Last Friday it was teacher training so my son was off school - hurray!

Off we went to the House of Illustration.  Opened this Summer in Kings Cross with Quentin Blake as a trustee.

At the moment there's a show of Paula Rego and Honoré Daumier.  I'm a big fan of both so was happy and my son was delighted to be out of school for the day.

Kings Cross is completely different from when I was last there, it's being completely 'regenerated' it feels like a new European city area.  I felt a bit sad for the tumbledown building on the canal but it was interesting to see it all.  Walking from Kings Cross there are loads of great billboards for the House of Illustration showing works by tons of wonderful illustrators like Emma Chichester Clark, Lauren Child, Anthony Browne, Chris Riddell, Oliver Jeffers etc, so there's a real sense of anticipation about all the brilliant things you'll get to see when you get to the museum. 

Paula Rego and Honoré Daumier was a very good show, they are both absolutely brilliant visual storytellers.  My son also watched a video about the work which he found completely baffling (they discuss Aquatint, etching and lithography with no mention of what this means or how it's done). 

We were both a bit underwhelmed by the whole experience of our visit to the House of Illustration, my son even saying it "was a day wasted".  I don't know what our expectations were really.  Seeing all the billboards on the way there I think we hoped to see a permanent collection of wonderful illustration actually, to be stimulated and excited by what we saw - so to see something beyond the exhibitions they had.  But it's actually quite a small space so there's perhaps no room to do this.

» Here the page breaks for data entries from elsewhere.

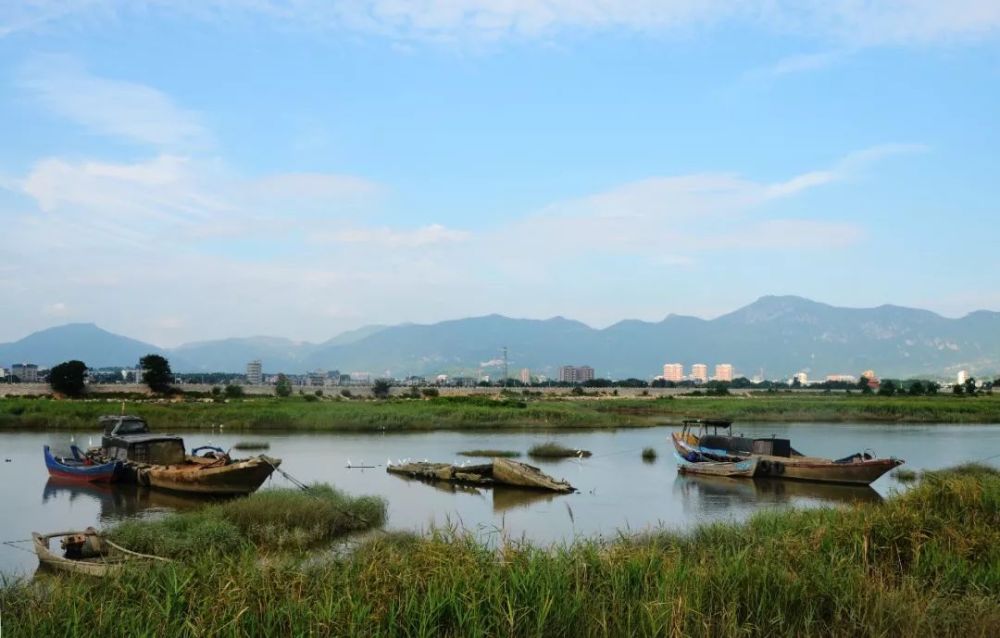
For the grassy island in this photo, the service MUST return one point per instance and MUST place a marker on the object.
(923, 563)
(474, 412)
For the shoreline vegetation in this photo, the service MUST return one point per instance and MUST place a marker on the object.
(925, 562)
(484, 412)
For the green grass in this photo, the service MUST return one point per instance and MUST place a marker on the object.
(483, 412)
(510, 454)
(269, 520)
(552, 450)
(924, 563)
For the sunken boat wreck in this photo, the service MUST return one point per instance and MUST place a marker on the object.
(161, 461)
(499, 471)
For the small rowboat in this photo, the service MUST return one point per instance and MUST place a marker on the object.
(80, 468)
(694, 461)
(86, 553)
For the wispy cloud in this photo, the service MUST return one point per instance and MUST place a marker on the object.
(124, 110)
(476, 21)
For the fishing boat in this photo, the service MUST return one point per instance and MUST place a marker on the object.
(776, 458)
(694, 461)
(85, 552)
(80, 468)
(160, 461)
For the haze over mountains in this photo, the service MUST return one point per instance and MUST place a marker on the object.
(781, 335)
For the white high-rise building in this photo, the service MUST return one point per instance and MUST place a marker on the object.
(254, 373)
(699, 373)
(723, 372)
(673, 372)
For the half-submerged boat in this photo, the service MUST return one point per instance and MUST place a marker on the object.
(80, 468)
(160, 461)
(776, 458)
(85, 552)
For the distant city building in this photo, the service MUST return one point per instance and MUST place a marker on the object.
(699, 372)
(25, 372)
(255, 375)
(673, 372)
(574, 374)
(723, 372)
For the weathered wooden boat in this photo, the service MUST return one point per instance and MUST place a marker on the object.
(693, 461)
(79, 468)
(499, 471)
(160, 461)
(85, 552)
(776, 458)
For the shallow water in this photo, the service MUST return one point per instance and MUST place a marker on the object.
(618, 491)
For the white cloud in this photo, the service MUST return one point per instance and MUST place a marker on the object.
(391, 238)
(861, 23)
(125, 110)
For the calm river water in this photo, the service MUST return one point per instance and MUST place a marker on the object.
(617, 490)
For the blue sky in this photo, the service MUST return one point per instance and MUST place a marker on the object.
(188, 170)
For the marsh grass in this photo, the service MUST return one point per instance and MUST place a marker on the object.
(924, 563)
(552, 450)
(285, 414)
(510, 454)
(269, 520)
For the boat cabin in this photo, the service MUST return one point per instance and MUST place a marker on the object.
(726, 443)
(127, 438)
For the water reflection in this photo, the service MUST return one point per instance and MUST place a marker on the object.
(119, 500)
(715, 493)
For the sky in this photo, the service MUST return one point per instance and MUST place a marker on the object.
(196, 169)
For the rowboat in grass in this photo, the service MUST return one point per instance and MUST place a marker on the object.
(85, 552)
(775, 457)
(79, 467)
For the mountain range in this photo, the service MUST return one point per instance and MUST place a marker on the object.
(780, 335)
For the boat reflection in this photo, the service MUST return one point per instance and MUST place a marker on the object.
(715, 493)
(120, 500)
(508, 498)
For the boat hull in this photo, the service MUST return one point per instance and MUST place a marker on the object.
(239, 478)
(733, 468)
(80, 471)
(859, 472)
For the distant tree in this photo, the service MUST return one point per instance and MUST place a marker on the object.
(156, 373)
(68, 378)
(283, 387)
(381, 387)
(970, 386)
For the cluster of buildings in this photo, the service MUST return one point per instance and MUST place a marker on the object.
(699, 373)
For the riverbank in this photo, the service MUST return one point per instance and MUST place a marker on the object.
(924, 563)
(514, 411)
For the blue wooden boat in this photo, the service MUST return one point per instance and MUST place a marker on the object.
(80, 468)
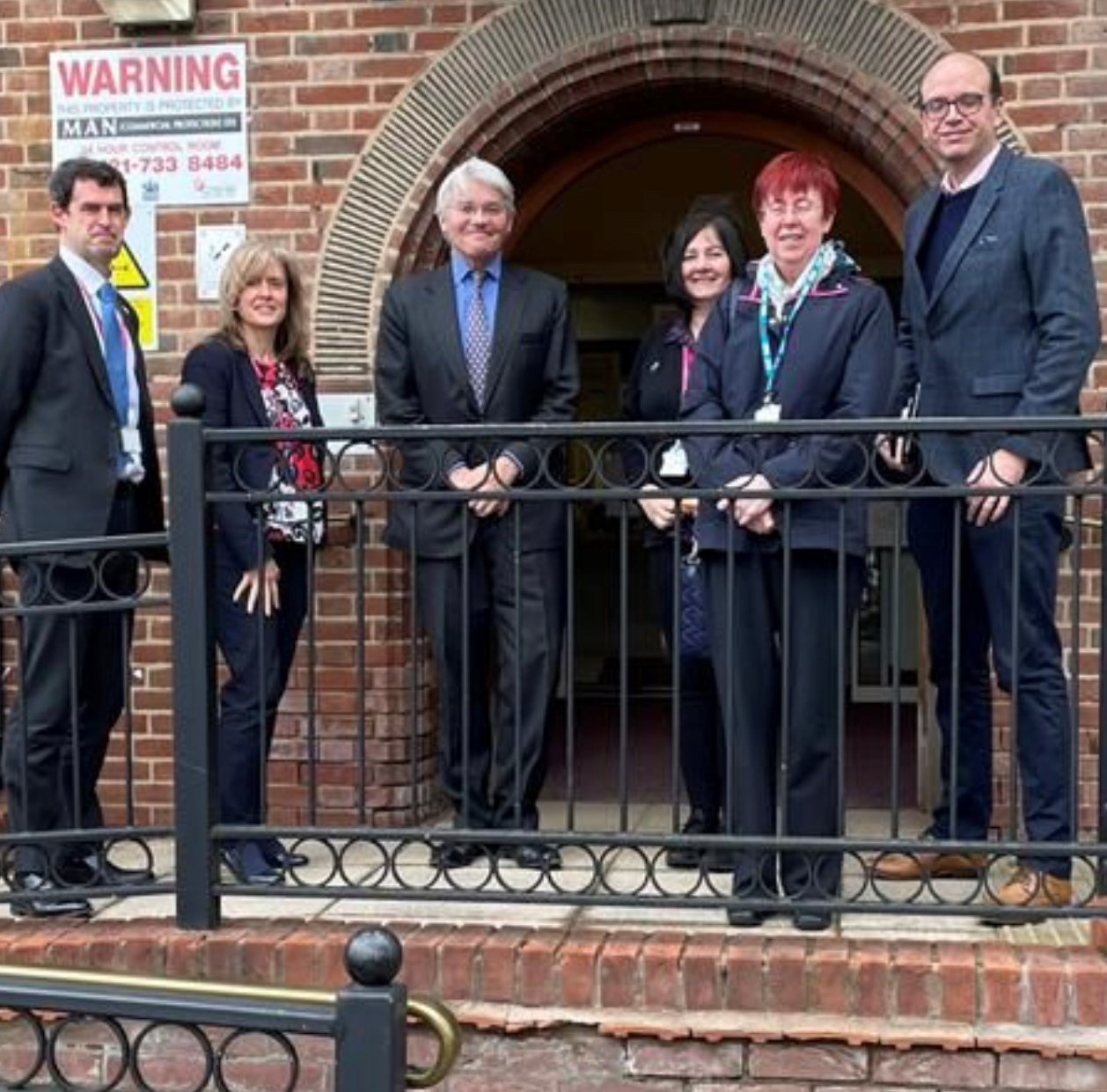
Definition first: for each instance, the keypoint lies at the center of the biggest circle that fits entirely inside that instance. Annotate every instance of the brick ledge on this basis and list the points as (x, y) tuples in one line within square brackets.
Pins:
[(660, 984)]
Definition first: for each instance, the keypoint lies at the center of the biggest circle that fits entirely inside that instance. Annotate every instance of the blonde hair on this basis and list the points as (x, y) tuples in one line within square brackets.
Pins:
[(248, 261)]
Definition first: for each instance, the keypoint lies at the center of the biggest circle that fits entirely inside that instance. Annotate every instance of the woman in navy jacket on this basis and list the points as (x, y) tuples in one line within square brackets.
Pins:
[(801, 337), (700, 260), (254, 373)]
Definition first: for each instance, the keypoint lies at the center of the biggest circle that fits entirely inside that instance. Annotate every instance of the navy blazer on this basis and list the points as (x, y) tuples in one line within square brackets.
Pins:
[(59, 431), (1012, 324), (838, 364), (422, 377), (232, 399)]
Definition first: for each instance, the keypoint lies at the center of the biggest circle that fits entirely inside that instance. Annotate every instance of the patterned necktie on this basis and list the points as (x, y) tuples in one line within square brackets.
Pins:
[(477, 338), (115, 351)]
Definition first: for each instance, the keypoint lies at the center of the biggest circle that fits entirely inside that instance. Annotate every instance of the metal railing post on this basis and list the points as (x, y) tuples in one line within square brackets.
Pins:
[(371, 1018), (193, 666)]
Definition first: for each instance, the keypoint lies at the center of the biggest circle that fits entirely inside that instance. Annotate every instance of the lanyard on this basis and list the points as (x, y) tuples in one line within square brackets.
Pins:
[(771, 361)]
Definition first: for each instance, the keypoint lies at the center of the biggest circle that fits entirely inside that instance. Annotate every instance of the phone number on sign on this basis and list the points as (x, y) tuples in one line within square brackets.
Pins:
[(166, 164)]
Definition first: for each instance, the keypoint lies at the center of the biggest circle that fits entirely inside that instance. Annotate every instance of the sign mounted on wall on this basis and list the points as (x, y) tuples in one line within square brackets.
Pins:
[(172, 119)]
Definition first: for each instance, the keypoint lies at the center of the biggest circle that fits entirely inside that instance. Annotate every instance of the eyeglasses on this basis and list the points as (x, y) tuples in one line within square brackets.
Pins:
[(489, 212), (966, 104), (802, 207)]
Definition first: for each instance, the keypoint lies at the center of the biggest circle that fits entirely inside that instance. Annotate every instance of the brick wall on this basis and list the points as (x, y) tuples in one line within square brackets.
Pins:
[(325, 77)]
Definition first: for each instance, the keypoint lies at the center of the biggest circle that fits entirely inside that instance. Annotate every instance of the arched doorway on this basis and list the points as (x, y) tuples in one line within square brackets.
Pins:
[(533, 84), (595, 222)]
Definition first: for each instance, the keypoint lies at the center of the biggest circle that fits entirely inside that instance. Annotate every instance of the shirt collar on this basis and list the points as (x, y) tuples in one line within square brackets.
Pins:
[(975, 176), (88, 277), (460, 268)]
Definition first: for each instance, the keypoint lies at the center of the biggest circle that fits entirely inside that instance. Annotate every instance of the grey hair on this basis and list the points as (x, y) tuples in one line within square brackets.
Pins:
[(474, 171)]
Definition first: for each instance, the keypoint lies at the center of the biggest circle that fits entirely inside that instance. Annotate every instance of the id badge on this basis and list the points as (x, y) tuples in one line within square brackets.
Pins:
[(768, 412), (131, 441), (674, 461)]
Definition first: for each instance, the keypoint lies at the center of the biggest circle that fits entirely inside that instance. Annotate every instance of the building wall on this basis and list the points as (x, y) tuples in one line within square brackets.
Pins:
[(326, 80)]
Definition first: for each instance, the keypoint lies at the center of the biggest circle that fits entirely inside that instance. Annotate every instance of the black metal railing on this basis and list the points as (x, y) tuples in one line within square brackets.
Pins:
[(377, 744), (80, 1029)]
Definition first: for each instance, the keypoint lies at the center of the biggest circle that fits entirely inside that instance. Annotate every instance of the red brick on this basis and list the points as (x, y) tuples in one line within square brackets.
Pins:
[(620, 986), (539, 968), (703, 971), (959, 1069), (913, 981), (823, 1063), (784, 975), (499, 960), (661, 971), (1001, 978)]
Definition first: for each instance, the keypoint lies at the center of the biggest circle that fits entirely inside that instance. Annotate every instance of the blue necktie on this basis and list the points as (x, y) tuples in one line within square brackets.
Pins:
[(115, 351), (477, 339)]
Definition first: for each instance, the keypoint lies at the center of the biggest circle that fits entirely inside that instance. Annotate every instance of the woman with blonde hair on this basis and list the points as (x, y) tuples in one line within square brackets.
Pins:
[(254, 373)]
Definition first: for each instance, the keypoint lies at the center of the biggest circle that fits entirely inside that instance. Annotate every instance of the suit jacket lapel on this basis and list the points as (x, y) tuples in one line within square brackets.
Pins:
[(73, 304), (506, 331), (442, 315), (981, 209)]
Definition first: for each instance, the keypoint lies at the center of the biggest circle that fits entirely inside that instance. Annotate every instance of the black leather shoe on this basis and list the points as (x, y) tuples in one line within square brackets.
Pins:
[(30, 904), (813, 920), (456, 854), (248, 865), (280, 856), (535, 855), (686, 856), (742, 917), (92, 872)]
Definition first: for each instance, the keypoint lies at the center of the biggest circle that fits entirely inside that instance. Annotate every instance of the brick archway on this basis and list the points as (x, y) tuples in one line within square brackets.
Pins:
[(543, 68)]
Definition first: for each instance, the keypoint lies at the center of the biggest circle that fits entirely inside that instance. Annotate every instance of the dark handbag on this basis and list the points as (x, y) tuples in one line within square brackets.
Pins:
[(693, 620)]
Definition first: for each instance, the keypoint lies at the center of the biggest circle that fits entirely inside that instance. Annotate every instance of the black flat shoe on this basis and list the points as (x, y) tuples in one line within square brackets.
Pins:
[(31, 903), (535, 855), (456, 854), (92, 872), (813, 920), (742, 917), (248, 865), (278, 855)]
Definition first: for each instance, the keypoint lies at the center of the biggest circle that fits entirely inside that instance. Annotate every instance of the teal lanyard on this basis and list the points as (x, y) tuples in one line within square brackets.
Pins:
[(771, 361)]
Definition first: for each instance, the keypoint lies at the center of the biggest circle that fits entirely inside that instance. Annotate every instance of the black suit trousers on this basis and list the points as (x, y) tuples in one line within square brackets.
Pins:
[(260, 651), (780, 625), (495, 618), (73, 667)]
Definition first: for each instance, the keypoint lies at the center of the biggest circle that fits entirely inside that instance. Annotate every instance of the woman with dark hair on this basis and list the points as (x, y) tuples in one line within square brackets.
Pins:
[(802, 335), (700, 260), (254, 373)]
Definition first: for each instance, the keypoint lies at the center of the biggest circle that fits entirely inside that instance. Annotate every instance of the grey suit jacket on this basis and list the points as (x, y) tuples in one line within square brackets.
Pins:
[(422, 379), (59, 435), (1012, 324)]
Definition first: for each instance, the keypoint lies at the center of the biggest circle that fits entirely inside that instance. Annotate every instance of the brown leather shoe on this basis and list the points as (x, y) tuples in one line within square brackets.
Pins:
[(929, 866), (1032, 889)]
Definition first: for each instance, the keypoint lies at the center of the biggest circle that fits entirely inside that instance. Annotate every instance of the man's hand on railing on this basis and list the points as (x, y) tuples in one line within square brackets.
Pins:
[(755, 513), (996, 471), (265, 583), (660, 510), (494, 480)]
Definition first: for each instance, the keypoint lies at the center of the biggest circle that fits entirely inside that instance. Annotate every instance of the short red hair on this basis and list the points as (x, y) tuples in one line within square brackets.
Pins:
[(796, 172)]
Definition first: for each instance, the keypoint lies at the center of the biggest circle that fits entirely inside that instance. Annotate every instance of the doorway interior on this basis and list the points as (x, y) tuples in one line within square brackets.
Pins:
[(597, 224)]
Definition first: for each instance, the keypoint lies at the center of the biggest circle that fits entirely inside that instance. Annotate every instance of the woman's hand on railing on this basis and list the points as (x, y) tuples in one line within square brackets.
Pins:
[(660, 510), (754, 513), (261, 583)]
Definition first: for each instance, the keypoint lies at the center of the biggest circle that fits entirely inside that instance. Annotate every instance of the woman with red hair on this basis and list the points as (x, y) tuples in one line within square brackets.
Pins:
[(801, 337)]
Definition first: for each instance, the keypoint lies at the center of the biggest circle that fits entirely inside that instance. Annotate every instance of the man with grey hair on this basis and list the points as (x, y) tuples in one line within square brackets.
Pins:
[(475, 341)]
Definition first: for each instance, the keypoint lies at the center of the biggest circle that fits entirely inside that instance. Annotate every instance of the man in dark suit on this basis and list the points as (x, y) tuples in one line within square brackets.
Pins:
[(1000, 319), (480, 341), (77, 459)]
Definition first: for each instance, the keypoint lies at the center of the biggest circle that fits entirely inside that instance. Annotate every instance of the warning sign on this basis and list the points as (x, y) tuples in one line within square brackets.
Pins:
[(134, 271), (127, 273)]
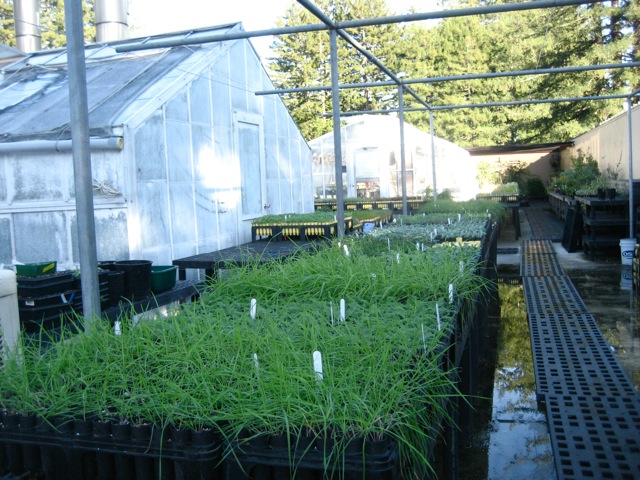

We both absolutely love illustration, particularly of children's books.  Rather a shame that an art form that's so vibrant and engaging by it's nature should be presented in a rather dry, traditional and unengaging way.  It seemed a bit old-fashioned in the way that the show was designed.  Exhibition design has become very good in the last 20 years at engaging all ages but there wasn't much of that in evidence when we were there.  Perhaps you have to be in one of their specific educational programs.

We went in to the huge new University of the Arts of London building and played ping pong to cheer my boy up.